McConnell also has done some fighting of Trumpism — and some flight. He voted not to move forward with the impeachment trial, after signaling prior to that that he was open to voting to convict Trump.

But the Senate Republican leader, known for being a tactician primarily interested in holding power, has nonetheless taken a more confrontational approach to Trumpism over the past few weeks.

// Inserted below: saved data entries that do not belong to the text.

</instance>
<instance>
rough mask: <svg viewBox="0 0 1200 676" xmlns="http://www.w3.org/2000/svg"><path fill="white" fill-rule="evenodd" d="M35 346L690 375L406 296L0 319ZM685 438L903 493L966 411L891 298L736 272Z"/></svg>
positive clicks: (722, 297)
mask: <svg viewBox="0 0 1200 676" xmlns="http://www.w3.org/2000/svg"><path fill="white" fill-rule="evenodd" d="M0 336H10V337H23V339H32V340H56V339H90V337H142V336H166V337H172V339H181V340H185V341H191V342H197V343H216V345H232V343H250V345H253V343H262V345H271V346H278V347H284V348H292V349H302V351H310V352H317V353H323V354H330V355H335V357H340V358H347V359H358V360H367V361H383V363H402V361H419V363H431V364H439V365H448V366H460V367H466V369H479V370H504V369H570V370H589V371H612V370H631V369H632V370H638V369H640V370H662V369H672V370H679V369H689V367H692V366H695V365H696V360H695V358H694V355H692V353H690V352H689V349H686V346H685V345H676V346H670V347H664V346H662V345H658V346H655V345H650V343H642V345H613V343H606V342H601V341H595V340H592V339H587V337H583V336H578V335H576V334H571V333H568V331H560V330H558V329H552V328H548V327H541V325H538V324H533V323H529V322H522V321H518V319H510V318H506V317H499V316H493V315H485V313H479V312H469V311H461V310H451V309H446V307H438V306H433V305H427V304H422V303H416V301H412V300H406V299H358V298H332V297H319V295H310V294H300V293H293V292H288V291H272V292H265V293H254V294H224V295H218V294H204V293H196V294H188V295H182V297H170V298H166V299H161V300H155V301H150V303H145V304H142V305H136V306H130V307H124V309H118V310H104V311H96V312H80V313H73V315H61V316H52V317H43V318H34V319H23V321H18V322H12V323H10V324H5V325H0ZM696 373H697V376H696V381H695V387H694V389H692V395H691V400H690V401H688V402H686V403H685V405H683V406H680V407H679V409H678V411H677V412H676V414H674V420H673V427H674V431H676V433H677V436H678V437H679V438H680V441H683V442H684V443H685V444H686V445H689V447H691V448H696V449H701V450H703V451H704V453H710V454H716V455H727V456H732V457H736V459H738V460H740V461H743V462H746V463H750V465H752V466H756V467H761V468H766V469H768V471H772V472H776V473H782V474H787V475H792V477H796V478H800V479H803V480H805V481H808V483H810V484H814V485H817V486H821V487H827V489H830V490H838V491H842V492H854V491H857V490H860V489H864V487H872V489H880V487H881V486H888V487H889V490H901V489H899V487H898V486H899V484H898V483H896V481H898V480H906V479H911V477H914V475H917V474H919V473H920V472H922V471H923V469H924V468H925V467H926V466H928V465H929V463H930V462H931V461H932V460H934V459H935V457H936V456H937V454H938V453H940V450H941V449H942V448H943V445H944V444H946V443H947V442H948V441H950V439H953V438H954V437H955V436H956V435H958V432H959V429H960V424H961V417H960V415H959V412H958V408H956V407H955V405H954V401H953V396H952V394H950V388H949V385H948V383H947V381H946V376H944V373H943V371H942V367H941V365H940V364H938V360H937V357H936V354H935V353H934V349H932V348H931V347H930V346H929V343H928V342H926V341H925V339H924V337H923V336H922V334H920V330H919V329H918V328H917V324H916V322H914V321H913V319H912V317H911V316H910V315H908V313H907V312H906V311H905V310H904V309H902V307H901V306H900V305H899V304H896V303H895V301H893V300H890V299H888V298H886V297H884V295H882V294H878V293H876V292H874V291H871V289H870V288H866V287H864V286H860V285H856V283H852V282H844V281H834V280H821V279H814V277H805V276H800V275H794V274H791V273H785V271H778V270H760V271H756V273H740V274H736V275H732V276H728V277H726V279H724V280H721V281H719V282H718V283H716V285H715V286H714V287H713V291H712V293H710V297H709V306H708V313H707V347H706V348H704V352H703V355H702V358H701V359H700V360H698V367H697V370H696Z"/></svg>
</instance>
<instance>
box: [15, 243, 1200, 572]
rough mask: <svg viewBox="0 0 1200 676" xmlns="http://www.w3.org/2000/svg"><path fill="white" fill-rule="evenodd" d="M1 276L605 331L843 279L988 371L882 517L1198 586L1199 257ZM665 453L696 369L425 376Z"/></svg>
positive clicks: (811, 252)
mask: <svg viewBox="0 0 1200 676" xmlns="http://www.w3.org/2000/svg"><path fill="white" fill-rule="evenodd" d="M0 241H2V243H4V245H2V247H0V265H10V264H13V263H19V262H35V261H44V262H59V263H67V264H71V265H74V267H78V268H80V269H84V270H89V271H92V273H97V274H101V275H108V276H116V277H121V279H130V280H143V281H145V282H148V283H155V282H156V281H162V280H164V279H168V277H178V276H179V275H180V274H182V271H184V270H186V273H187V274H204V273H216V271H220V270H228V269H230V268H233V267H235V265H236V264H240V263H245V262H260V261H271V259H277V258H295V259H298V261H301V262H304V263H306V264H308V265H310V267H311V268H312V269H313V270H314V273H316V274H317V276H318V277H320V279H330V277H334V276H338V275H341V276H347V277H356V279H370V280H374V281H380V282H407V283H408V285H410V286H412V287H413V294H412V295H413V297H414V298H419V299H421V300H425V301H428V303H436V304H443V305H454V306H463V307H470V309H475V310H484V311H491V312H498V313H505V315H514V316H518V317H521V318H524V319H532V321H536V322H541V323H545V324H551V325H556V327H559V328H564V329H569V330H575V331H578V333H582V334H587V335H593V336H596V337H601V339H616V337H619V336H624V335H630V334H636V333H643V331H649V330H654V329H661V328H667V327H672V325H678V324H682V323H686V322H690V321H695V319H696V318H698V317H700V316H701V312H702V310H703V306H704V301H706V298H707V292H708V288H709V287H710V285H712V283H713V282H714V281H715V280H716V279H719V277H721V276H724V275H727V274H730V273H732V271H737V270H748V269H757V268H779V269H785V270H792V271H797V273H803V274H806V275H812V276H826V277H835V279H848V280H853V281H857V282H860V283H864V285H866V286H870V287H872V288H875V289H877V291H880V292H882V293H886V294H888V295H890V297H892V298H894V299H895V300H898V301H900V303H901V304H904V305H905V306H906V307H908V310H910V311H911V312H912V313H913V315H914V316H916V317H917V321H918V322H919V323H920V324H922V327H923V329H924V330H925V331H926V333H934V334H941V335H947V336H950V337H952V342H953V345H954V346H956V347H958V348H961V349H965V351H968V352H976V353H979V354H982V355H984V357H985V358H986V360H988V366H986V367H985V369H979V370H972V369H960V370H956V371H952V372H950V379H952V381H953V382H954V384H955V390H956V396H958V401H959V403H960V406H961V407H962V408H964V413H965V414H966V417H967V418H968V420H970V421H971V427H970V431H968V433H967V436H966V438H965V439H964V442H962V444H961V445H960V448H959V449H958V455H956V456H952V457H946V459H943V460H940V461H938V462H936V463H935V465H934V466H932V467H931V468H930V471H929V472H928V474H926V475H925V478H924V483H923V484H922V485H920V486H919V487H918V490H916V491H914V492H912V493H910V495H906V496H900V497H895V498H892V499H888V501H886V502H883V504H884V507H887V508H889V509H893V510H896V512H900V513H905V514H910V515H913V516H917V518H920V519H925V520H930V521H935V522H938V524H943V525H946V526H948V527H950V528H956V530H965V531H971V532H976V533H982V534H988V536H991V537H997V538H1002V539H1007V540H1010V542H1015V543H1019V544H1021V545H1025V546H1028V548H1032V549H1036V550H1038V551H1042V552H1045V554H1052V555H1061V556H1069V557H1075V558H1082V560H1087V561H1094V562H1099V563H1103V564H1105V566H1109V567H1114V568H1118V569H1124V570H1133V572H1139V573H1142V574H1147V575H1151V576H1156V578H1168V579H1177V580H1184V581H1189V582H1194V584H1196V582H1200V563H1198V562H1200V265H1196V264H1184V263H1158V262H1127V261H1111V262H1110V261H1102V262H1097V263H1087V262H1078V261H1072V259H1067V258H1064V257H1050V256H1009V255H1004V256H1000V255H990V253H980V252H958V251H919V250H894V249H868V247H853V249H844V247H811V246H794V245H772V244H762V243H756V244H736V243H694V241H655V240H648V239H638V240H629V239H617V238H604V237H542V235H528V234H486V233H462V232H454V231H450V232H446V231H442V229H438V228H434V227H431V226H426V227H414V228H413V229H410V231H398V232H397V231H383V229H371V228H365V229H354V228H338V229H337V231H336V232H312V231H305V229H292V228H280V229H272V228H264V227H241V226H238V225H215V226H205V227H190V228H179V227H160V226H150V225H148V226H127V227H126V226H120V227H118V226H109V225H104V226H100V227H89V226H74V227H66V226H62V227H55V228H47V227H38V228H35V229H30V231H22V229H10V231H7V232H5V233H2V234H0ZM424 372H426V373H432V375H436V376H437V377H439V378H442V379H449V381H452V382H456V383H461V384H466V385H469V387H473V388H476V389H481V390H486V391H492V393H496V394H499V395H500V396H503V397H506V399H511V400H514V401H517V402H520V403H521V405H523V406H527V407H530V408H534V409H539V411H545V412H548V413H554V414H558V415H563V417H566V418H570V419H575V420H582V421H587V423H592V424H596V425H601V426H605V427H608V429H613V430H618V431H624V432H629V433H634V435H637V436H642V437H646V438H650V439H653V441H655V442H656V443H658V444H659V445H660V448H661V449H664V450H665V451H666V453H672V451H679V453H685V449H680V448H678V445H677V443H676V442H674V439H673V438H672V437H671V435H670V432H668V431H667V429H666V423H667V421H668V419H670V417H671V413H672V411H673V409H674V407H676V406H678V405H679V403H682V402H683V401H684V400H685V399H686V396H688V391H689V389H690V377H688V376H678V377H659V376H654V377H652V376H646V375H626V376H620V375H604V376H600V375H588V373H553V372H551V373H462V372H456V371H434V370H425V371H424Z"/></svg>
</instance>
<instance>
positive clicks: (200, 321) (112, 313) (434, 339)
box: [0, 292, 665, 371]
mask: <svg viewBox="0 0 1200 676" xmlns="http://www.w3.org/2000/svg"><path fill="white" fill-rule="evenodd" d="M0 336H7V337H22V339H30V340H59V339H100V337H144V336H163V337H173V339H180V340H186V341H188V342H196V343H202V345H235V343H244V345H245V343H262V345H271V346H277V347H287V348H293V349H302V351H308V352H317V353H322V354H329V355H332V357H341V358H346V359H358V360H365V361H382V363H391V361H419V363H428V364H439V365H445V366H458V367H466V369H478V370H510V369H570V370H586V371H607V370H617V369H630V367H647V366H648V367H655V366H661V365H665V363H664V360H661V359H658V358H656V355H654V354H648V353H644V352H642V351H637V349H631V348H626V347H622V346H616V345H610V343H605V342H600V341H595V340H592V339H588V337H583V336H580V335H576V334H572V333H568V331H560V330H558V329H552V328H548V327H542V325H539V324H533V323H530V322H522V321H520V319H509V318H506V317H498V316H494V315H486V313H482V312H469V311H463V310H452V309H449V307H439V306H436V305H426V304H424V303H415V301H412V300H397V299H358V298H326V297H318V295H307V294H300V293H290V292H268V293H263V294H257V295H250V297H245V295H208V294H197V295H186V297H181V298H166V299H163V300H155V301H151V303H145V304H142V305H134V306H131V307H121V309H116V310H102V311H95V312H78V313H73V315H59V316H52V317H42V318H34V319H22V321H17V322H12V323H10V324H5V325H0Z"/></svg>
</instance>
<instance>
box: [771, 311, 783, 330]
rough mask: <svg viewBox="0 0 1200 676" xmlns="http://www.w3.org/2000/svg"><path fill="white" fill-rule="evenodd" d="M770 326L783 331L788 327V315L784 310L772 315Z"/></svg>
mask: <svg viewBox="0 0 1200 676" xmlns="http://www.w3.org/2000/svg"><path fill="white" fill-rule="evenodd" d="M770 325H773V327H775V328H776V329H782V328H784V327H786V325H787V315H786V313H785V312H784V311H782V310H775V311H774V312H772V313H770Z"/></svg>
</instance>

Most recently this week, he denounced Greene for endorsing “loony lies and conspiracy theories” that are a “cancer for the Republican Party.”

McConnell also backed Cheney, calling her “an important leader in our party” and someone “with deep convictions and the courage to act on them.”

It was a clear attempt to signal to Republicans in the House that they should support Cheney and it put pressure on McCarthy to punish Greene.

A Republican strategist said Greene’s lightning-rod profile could hurt Republicans in the 2022 midterm elections if she is not condemned and rejected, in the same way that polling indicates Democrats were hurt in the 2020 election by discussions of socialism and radical proposals tacitly embraced by some of their lawmakers, such as defunding the police.

Referencing one of the conspiracy theories that Greene has speculated about in the past, the strategist said: “There is no path back to the majority if our candidates are explaining Jewish space lasers next fall.”